И теперь он нашел глазами Альбину и читал стихи, которые она знала наизусть, только ей одной. И выражение в его голосе появилось, и лицо стало другим. Взрослым и страдающим.
А она оцепенело следила за его губами и больше всего боялась, что сейчас он дойдет в стихах до ее имени. И случится катастрофа глобального масштаба. Но дойдя до этого места, он чуть запнулся и произнес:
— ..Среди серой толпы,
что плывет неизвестно куда,
вдруг проглянет улыбка Джиаконды,
сердца озаряя….
И пока он заканчивал с последними строками про звезду, она уже ничего не слышала.
Потому что к ней со следующей парты, как по команде, с немым вопросом в глазах одновременно обернулись Пахомова и Губко. И в их лицах она прочла разочарование. И Альбина готова была провалиться сквозь землю, только бы не видеть этого недоумения в их глазах.
— А где ж ты такие стихи-то у Пушкина выкопал? — нахмурившись, осторожно спросила Тамара Васильевна. Она чувствовала, что абсолютно не владеет сложившейся ситуацией. Еще и потому, что до конца не была уверена, что стихи эти написал не Пушкин. А вдруг он? Тогда она сядет в большую лужу. А ведь она — учитель литературы. И как-то не удосужилась прочесть Пушкина от корки до корки. Единственное, что она точно знала — она такого в билете не писала.
— А это не Пушкина стихи, — ответил ей Невский громко. — Это мои.
И тут Альбина не выдержала. Она вдруг вскочила со своего места за последней партой и нервно крикнула:
— Не правда! Не твои! Ты просто бумажку мою с этими стихами нашел и присвоил их без спросу!
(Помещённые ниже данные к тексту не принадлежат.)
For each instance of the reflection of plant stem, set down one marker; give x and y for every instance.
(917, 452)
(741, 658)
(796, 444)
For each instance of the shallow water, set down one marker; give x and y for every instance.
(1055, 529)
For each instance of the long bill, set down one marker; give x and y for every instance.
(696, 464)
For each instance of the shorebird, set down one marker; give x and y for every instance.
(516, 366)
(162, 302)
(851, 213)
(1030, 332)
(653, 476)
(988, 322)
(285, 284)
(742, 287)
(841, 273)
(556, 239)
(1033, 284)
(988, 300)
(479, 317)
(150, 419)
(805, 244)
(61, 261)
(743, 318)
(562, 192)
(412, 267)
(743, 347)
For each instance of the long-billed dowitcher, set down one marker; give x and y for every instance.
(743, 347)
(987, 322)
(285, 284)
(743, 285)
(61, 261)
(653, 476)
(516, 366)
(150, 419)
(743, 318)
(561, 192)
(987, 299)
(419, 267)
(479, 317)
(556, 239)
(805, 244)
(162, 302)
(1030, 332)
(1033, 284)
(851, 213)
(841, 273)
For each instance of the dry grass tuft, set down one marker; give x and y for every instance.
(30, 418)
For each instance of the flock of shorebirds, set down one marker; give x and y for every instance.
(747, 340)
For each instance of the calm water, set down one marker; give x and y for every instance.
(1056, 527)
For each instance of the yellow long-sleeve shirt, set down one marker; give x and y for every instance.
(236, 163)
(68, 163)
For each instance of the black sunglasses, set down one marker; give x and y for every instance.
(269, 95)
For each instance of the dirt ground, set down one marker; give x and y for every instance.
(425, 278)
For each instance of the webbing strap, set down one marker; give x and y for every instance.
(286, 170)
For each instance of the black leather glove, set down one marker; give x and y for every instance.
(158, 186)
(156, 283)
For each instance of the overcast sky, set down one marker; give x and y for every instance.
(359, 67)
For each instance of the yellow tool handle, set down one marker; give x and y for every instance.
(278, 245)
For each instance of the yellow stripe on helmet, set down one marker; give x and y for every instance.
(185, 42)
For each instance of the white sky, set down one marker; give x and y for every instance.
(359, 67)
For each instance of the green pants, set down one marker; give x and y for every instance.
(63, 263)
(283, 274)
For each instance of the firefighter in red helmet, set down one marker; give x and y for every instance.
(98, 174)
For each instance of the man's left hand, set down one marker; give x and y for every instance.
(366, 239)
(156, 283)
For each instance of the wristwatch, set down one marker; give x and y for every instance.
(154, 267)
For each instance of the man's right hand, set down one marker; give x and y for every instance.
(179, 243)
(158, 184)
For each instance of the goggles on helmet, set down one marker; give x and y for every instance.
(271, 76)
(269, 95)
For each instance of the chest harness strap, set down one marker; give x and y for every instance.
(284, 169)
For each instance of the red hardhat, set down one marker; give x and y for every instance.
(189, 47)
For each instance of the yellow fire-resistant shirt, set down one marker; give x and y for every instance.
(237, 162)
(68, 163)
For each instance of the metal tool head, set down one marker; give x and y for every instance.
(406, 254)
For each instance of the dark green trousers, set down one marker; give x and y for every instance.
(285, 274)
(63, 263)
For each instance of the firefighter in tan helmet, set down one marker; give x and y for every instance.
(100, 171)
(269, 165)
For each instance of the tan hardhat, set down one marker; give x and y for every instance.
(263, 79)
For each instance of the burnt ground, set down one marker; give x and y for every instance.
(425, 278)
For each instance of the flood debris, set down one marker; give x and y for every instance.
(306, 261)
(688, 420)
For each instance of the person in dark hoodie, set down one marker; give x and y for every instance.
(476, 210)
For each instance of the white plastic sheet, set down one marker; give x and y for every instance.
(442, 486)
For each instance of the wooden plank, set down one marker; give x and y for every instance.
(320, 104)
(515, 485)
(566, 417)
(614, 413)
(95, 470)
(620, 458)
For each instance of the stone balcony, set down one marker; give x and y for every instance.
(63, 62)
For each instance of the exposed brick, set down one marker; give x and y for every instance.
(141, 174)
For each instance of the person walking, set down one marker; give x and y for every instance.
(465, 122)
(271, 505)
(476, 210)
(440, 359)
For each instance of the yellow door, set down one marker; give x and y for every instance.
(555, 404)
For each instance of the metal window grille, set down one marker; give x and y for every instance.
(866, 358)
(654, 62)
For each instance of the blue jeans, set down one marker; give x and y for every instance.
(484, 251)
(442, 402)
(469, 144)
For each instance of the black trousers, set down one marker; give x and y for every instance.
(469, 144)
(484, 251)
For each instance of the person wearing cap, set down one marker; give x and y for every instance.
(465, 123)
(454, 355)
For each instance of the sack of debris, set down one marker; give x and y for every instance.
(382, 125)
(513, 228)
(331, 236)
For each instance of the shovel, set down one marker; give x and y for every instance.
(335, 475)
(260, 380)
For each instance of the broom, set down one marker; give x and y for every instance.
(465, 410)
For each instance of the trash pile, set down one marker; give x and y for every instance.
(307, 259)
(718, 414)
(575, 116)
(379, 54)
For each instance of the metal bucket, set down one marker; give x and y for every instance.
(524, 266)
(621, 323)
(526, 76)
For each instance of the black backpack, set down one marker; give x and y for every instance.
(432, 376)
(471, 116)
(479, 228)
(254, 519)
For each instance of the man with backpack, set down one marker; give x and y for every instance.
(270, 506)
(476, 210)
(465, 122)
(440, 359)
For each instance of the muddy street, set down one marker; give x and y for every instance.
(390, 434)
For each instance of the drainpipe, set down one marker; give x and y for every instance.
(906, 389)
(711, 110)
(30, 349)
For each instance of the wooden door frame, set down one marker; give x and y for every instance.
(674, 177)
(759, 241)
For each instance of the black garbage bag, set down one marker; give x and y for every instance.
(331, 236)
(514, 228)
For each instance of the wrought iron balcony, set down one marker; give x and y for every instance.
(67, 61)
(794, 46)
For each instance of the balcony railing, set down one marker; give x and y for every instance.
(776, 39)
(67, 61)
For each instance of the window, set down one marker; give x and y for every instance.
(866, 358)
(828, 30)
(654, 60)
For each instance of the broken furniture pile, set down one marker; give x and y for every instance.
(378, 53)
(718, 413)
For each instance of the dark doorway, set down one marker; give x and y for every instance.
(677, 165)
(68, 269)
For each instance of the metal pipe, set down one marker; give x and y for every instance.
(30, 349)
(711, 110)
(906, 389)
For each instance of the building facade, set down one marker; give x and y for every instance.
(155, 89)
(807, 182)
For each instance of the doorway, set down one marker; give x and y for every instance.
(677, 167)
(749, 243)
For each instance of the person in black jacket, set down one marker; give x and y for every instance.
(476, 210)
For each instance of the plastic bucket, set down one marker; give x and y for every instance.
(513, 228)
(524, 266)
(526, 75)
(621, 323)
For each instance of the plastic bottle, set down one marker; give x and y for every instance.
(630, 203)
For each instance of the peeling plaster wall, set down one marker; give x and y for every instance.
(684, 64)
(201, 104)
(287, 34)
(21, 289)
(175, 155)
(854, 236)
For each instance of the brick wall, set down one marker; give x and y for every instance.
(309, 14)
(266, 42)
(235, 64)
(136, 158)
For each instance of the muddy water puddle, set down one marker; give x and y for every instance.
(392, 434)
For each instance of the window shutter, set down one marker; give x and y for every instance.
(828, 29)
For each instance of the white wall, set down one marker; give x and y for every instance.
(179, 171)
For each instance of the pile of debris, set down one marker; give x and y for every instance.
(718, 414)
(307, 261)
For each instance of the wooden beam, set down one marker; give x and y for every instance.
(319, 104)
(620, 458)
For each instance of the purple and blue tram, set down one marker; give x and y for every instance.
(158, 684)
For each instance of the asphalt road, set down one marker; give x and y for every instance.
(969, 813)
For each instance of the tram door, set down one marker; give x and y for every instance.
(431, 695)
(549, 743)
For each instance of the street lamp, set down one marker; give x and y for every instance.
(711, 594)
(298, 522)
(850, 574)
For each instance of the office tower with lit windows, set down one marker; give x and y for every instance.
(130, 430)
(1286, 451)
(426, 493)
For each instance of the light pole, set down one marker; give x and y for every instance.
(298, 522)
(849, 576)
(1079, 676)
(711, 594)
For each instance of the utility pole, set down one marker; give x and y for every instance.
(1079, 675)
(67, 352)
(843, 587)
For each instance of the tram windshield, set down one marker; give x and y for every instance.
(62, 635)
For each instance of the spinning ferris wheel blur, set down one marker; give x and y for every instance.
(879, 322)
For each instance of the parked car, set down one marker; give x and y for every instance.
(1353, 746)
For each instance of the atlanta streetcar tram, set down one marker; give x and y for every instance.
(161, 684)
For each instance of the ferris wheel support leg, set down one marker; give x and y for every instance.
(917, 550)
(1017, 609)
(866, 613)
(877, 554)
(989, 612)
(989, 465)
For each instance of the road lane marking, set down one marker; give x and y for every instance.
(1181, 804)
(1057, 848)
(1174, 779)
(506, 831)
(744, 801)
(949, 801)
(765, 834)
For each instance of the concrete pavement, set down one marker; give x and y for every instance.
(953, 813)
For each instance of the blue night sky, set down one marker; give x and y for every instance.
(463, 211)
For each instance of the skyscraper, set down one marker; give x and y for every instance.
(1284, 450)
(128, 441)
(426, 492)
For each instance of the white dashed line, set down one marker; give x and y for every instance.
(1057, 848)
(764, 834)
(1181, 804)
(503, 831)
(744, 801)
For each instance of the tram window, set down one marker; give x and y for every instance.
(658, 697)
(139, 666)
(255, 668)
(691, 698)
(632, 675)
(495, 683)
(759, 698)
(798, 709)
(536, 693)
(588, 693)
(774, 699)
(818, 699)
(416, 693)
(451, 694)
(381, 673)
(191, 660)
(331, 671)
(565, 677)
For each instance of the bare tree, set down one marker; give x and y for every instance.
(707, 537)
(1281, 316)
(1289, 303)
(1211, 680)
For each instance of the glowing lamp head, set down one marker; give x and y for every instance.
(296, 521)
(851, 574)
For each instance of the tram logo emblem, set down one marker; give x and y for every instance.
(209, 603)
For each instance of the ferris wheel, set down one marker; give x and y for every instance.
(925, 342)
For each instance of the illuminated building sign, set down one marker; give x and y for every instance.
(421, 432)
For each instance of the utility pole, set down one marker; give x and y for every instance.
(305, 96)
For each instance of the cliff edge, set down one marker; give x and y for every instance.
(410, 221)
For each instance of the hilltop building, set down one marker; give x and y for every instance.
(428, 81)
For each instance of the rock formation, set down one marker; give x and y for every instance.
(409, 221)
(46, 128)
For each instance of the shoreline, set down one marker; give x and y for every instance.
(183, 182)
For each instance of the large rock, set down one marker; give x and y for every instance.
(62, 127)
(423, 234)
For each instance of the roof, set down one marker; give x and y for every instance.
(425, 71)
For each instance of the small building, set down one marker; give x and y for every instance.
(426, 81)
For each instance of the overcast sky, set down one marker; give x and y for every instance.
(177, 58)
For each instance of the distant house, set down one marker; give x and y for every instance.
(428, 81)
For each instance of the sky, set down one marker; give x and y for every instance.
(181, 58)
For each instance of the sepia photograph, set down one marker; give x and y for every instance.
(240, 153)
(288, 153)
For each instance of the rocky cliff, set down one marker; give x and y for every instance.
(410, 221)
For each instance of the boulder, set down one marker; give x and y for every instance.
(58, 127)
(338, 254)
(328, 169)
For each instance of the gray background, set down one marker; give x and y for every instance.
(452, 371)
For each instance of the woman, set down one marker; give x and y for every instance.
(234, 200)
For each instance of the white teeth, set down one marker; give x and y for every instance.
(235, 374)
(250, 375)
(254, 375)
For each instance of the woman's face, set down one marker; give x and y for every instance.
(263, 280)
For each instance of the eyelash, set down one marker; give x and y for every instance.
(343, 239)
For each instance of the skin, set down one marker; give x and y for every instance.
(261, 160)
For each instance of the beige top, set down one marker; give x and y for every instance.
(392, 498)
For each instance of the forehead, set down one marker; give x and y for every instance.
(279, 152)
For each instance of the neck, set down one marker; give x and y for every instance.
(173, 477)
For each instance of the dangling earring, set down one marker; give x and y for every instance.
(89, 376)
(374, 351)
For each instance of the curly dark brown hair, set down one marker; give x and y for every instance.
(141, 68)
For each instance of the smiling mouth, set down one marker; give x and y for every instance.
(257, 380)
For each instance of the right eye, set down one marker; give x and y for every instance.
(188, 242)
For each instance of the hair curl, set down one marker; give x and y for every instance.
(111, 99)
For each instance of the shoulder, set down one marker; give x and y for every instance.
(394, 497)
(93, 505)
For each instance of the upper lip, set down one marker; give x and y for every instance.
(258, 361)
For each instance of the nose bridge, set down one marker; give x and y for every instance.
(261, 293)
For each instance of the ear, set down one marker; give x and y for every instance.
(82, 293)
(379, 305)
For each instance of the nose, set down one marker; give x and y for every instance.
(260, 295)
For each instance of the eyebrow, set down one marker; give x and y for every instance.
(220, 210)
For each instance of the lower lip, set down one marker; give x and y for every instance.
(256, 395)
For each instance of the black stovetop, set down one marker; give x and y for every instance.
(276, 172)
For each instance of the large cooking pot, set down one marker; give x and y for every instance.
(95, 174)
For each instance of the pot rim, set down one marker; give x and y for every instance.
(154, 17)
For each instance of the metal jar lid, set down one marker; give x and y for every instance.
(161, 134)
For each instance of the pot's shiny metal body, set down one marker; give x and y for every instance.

Все в классе повернули к ней головы.
— Они на разных бумажках были… — сказал он, как-то странно на нее глядя. И от этого печального, всепрощающего упрека в его взгляде ей стало так мерзко на душе, что она, не спросив разрешения, встала и решительно вышла из класса.
— Вихорева! Куда это ты? — крикнула вслед Тамара Васильевна, сделав маленький шажок в сторону двери, но, раздираемая противоречиями, все-таки осталась в гудящем, как улей, классе. А Невский пошел на свое место в колонке у стены, да только к парте не свернул, а вышел за дверь.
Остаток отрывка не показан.